Eine der Königsdisziplinen in der Automobilfotografie sind sogenannte
Rigshots. Dabei wird die Kamera mittels eines sogenannten Rigs an das Auto montiert. So kann das fahrende Auto aus der Bewegung heraus fotografiert werden. Die dadurch entstehende Bewegungsunschärfe erzeugt eine spannende Dynamik. Leider sind professionelle Rigshots sehr aufwändig und enorm kostspielig. Denn das Rig muss am Fahrzeug montiert werden, aus Sicherheitsgründen müssen meist ganze Straßenzüge für die Aufnahme gesperrt werden, Bewilligungen müssen eingeholt werden und noch dazu muss das Rig am Ende aus der Aufnahme wieder hinausretuschiert werden (siehe unteres Bild).

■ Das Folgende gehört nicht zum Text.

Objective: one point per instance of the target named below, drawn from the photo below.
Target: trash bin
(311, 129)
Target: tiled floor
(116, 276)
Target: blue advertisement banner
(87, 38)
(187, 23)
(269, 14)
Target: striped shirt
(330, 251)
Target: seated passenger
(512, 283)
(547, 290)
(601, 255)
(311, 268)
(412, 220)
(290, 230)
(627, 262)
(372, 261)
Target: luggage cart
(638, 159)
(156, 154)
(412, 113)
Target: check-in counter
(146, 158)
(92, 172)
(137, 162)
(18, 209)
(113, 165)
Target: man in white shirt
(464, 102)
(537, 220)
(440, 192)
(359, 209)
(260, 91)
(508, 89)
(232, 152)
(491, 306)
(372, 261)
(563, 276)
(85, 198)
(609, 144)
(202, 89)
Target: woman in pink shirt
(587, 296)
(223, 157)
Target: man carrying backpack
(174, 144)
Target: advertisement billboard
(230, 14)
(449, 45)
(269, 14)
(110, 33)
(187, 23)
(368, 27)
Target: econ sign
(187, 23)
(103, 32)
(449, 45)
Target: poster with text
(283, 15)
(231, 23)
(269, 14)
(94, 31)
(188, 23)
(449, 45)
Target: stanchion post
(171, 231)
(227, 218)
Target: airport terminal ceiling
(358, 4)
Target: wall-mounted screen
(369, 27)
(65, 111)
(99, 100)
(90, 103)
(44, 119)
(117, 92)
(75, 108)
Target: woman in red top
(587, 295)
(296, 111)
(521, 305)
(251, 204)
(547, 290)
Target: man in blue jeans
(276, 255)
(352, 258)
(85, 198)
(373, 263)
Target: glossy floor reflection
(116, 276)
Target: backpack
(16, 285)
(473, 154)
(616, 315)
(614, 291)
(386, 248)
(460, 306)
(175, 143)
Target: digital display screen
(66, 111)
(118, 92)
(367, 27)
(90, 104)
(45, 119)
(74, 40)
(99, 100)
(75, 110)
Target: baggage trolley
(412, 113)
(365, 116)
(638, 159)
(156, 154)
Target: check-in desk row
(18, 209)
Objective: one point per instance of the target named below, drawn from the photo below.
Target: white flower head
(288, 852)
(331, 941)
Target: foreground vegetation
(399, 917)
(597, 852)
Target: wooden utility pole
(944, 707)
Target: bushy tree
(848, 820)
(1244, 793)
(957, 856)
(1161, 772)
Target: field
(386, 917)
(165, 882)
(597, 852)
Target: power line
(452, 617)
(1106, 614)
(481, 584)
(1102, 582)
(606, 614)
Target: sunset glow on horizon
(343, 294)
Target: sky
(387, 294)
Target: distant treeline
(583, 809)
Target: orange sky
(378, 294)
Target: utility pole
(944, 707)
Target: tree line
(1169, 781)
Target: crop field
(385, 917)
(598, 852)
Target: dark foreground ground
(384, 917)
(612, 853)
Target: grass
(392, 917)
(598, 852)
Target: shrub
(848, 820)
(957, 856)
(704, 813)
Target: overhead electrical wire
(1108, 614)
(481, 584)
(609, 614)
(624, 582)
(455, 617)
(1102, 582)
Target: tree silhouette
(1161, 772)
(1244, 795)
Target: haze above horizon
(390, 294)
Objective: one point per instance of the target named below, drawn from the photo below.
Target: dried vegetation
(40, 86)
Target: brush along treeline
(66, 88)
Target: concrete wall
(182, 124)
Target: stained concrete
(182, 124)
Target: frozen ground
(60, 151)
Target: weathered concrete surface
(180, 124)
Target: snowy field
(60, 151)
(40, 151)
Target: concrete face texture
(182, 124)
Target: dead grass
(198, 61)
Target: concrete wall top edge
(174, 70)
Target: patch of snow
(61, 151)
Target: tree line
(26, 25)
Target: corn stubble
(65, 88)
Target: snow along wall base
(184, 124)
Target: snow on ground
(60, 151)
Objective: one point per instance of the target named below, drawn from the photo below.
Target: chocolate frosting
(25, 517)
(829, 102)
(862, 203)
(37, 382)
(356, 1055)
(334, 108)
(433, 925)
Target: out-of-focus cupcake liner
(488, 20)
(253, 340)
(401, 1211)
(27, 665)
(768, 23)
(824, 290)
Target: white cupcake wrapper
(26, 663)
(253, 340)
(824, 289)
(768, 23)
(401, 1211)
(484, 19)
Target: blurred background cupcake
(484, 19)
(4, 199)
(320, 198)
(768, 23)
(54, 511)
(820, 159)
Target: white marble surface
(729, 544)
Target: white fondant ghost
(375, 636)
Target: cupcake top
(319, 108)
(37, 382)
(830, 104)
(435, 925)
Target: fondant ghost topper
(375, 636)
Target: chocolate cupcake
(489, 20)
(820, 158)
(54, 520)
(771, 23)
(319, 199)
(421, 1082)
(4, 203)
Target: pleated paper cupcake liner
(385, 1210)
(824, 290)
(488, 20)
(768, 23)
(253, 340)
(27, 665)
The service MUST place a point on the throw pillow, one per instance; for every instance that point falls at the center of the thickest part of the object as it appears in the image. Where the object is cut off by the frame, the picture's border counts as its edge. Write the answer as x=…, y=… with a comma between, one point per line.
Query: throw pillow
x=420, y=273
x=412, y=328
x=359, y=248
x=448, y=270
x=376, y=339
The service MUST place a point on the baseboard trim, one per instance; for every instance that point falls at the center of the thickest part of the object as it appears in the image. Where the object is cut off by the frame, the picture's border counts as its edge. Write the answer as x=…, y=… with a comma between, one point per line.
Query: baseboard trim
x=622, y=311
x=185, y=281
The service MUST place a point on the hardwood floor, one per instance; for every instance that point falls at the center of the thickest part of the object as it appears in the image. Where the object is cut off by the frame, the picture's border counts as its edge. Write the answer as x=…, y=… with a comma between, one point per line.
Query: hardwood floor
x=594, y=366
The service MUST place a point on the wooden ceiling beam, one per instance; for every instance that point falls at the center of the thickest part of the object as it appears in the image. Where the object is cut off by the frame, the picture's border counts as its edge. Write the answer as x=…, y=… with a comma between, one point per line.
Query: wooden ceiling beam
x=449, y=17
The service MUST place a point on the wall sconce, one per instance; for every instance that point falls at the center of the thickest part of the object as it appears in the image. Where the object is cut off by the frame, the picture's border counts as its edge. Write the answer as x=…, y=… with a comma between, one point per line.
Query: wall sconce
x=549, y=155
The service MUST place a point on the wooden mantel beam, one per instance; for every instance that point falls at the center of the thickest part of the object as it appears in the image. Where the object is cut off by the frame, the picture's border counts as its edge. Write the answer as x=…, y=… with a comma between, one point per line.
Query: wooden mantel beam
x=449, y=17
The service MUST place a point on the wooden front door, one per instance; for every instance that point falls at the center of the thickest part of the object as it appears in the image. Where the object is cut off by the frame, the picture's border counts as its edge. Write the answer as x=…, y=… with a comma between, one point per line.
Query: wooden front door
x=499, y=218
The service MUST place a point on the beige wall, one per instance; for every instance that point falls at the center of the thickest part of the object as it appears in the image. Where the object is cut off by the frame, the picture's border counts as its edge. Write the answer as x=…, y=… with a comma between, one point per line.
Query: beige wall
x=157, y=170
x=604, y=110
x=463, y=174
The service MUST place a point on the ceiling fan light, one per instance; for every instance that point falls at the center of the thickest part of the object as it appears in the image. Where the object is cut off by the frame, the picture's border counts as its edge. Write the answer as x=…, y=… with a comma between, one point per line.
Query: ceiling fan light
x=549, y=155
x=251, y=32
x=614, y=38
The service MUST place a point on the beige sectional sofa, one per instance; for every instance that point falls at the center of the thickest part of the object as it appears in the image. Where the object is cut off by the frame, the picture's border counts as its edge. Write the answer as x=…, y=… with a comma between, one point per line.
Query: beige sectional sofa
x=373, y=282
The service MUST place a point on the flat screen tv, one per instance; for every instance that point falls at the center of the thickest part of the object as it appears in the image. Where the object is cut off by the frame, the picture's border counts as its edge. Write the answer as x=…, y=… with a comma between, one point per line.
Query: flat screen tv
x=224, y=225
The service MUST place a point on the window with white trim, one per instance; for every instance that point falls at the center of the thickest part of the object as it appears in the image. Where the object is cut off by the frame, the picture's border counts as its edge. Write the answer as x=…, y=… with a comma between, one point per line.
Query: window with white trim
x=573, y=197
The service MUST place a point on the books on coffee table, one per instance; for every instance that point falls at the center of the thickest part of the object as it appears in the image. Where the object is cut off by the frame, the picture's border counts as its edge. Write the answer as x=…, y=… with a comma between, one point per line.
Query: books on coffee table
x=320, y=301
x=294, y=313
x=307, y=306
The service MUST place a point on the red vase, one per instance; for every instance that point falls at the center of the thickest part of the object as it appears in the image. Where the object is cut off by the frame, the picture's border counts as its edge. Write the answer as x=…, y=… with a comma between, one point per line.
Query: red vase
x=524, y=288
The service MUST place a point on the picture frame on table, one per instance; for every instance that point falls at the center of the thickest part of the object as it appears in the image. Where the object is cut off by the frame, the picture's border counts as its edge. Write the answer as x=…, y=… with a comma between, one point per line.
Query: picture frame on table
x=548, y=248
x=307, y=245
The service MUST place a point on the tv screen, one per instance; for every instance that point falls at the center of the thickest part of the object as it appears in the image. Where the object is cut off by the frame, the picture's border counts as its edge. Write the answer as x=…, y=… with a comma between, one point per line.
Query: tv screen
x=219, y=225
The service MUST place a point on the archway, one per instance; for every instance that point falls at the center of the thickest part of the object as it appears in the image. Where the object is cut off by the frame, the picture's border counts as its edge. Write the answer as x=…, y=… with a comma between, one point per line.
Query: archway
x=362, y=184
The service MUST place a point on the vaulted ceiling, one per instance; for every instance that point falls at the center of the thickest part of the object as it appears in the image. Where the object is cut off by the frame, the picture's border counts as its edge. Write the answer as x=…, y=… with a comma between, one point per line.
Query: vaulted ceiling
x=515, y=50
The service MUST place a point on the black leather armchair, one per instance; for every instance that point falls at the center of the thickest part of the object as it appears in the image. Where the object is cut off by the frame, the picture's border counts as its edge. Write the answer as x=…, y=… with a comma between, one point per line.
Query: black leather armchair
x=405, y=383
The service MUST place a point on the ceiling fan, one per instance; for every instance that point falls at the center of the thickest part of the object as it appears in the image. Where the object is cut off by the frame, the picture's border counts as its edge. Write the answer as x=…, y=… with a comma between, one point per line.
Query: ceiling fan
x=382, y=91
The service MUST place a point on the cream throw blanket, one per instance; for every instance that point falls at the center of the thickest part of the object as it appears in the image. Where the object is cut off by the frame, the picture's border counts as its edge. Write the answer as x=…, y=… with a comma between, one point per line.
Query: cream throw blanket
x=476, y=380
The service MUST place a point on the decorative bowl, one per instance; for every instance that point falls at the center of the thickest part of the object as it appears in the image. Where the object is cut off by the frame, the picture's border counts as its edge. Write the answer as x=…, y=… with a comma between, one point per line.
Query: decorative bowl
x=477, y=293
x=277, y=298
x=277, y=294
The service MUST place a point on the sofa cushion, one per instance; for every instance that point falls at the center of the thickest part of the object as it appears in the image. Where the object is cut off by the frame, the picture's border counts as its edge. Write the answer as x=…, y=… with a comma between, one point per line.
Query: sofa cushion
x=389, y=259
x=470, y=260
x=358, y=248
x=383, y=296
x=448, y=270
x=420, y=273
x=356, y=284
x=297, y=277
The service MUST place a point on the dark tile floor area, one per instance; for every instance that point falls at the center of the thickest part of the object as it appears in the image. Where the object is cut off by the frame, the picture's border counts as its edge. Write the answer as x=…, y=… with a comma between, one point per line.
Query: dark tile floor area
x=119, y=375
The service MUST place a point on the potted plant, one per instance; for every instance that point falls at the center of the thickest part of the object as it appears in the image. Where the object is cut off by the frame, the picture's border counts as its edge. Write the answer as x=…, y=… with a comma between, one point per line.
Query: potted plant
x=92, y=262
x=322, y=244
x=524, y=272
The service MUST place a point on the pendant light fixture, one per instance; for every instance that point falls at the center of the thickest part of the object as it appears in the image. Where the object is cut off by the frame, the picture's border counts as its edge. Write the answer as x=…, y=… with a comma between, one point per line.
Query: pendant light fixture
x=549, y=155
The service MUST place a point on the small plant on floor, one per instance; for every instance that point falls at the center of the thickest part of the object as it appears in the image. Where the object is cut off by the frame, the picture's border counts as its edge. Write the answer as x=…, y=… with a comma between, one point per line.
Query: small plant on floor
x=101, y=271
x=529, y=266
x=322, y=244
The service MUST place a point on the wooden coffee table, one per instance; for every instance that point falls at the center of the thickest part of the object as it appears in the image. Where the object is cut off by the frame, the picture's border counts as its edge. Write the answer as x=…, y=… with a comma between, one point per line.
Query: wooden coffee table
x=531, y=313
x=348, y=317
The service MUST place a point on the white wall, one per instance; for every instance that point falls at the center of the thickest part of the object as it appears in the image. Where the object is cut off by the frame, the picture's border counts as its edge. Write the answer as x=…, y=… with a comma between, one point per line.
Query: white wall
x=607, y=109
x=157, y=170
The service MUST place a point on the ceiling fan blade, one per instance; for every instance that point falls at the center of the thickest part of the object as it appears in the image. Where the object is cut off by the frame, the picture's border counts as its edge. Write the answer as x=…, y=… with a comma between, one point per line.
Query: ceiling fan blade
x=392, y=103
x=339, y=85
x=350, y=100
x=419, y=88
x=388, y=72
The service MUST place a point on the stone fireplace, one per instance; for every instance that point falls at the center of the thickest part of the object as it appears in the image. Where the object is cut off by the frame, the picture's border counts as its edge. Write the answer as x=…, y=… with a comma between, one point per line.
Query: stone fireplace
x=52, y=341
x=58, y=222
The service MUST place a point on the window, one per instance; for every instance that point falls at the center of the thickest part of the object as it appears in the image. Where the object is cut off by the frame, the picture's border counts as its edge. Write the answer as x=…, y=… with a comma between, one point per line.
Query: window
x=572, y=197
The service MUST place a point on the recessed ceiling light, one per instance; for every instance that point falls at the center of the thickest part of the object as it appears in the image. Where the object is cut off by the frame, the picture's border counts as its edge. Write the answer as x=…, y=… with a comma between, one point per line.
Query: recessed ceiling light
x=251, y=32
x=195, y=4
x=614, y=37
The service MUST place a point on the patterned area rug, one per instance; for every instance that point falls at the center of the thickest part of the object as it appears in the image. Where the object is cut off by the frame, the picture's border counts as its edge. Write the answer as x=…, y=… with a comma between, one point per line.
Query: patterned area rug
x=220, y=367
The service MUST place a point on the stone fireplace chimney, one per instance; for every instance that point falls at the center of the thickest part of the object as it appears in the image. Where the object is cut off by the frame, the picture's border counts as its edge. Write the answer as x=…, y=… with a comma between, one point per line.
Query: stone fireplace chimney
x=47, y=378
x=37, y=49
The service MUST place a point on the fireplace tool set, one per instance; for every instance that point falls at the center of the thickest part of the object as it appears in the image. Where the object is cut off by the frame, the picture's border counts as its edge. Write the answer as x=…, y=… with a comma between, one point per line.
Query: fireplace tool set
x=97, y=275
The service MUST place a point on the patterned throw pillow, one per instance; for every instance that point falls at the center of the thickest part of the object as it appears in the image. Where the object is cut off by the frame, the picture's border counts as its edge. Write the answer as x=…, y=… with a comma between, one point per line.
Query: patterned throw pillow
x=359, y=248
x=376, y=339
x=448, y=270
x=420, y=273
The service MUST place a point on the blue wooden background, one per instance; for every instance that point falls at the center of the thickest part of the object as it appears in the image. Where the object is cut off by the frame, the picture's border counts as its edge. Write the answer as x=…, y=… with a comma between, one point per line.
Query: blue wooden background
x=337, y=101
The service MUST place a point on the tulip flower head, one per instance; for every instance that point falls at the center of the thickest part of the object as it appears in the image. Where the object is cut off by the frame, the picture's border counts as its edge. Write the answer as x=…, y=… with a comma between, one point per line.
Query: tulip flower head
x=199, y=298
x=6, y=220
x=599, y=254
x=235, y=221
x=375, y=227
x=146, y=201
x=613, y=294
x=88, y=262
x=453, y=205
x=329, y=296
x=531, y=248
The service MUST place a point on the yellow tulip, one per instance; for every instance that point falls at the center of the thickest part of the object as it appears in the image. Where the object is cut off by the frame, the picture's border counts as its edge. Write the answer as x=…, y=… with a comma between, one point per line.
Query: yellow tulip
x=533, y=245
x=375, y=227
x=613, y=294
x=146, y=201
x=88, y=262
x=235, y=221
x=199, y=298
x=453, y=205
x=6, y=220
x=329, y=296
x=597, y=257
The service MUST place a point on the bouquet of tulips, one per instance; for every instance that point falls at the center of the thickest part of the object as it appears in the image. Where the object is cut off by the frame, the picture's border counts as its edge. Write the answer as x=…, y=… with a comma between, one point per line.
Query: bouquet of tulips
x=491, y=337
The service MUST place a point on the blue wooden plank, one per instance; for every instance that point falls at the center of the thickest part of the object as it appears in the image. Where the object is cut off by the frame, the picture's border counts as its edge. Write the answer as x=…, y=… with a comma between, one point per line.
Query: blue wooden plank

Viele Gründe, warum man die Bewegungsunschärfe digital realisieren sollte.
Es gibt jedoch einen Haken: Die Bewegungsunschärfe, die durch so eine Aufnahme entsteht, gleicht in keinster Weise den Ergebnissen, die der gewöhnliche Bewegungsunschärfefilter in Photoshop oder einem anderen Bildbearbeitungsprogramm erzeugt.
Wie hier im Screenshot zu sehen, ist die Bewegungsschärfe an einer geraden Linie ausgerichtet und folgt weder der Kurve noch verjüngt sie sich nach hinten. Zudem ist die Stärke der Unschärfe gleichmäßig. Sie müsste aber nahe der Kamera am stärksten sein und mit der Entfernung abnehmen.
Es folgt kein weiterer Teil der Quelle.